Multi-statement payloads (`UPDATE...; UPDATE...; UPDATE...;`) fail with `SQL code did not contain a statement` or silent `Network connection lost`.	Double trailing `;;` from `.join(';')` on already-terminated statements; also, D1 multi-statement support is unreliable at size.	Strip trailing semicolons with `.replace(/;+\s$/, "")`. Send one statement per request* with `Promise.allSettled` concurrency ~10.
`UPDATE qualifications SET packaging_rules = '...' WHERE ...` fails with `SQLITE_TOOBIG` once the inline literal exceeds ~100KB.	SQLite's max statement length. The escaped string + SQL overhead blows past the limit.	Use bound parameters: `sql: "UPDATE ... SET packaging_rules = ?1 WHERE qual_code = ?2", params: [content, code]`. Confirmed working at 187KB.
Even with bound params, combining every column into one UPDATE still hits SQLITE_TOOBIG when multiple large text fields collide.	Parameter values are counted against the statement size too.	Split logically: one UPDATE for small scalar fields, a second UPDATE for each oversized text field individually.
Can't tell which rows were actually updated after a partial rerun.	Content-shape heuristics (looking for `<p>` tags, etc.) produce thousands of false positives — real content has HTML.	Use `substr(enriched_at,1,10)` vs today's date. The rows whose `enriched_at` is stale are the stragglers — exact, not heuristic.

Sandbox vs host vs browser¶

Different environments hit the same endpoints differently.
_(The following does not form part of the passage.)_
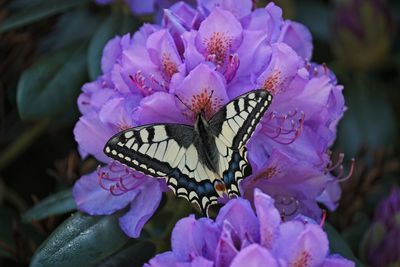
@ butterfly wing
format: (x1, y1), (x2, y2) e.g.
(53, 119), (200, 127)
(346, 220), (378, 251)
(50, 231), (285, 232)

When something hangs, check whether it hangs in all three before guessing.

Environment	TGA API	data.gov.au	Notes
Claude Code sandbox (Bash tool)	`curl` hangs; Node `fetch` works	OK with timeout	Node is the reliable path
Host macOS terminal	`curl` hangs; Node `fetch` works; `openssl s_client` handshakes	OK with timeout	Same as sandbox — it's curl, not the sandbox
Browser	Works	Works	Use as ground-truth fallback for "is the endpoint even up?"
Cloudflare Worker (`fetch` global)	Works	Works with 25s+ timeout	The only environment that matters for prod, but hardest to debug interactively

Script paths after monorepo moves¶

Not connectivity per se, but in the same class of "script that used to work now doesn't": every tool script in tools/ has a RTOPACKS_SITE / WRANGLER_CWD / similar cwd constant. These break silently whenever we reorg the monorepo. When a legacy tool script fails on its first wrangler call, check the cwd path resolves before anything else.

Known stale-after-reorg paths (fixed): tools/tga-enrich-quals.mjs was pointing at repo/site which hasn't existed since session 58; repointed to workers/internal-api.

When to update this doc¶

You hit a new connectivity failure and burn more than 15 minutes diagnosing it.
You discover an environment quirk (new sandbox behavior, new vendor deprecation).
You confirm an existing row in the matrix is no longer true (cross it out, don't delete — the history matters).

The whole point of this file is that it's the first thing to read when debugging "why isn't this endpoint responding" — if you had to reason it out from scratch, this doc has failed and you should fix it.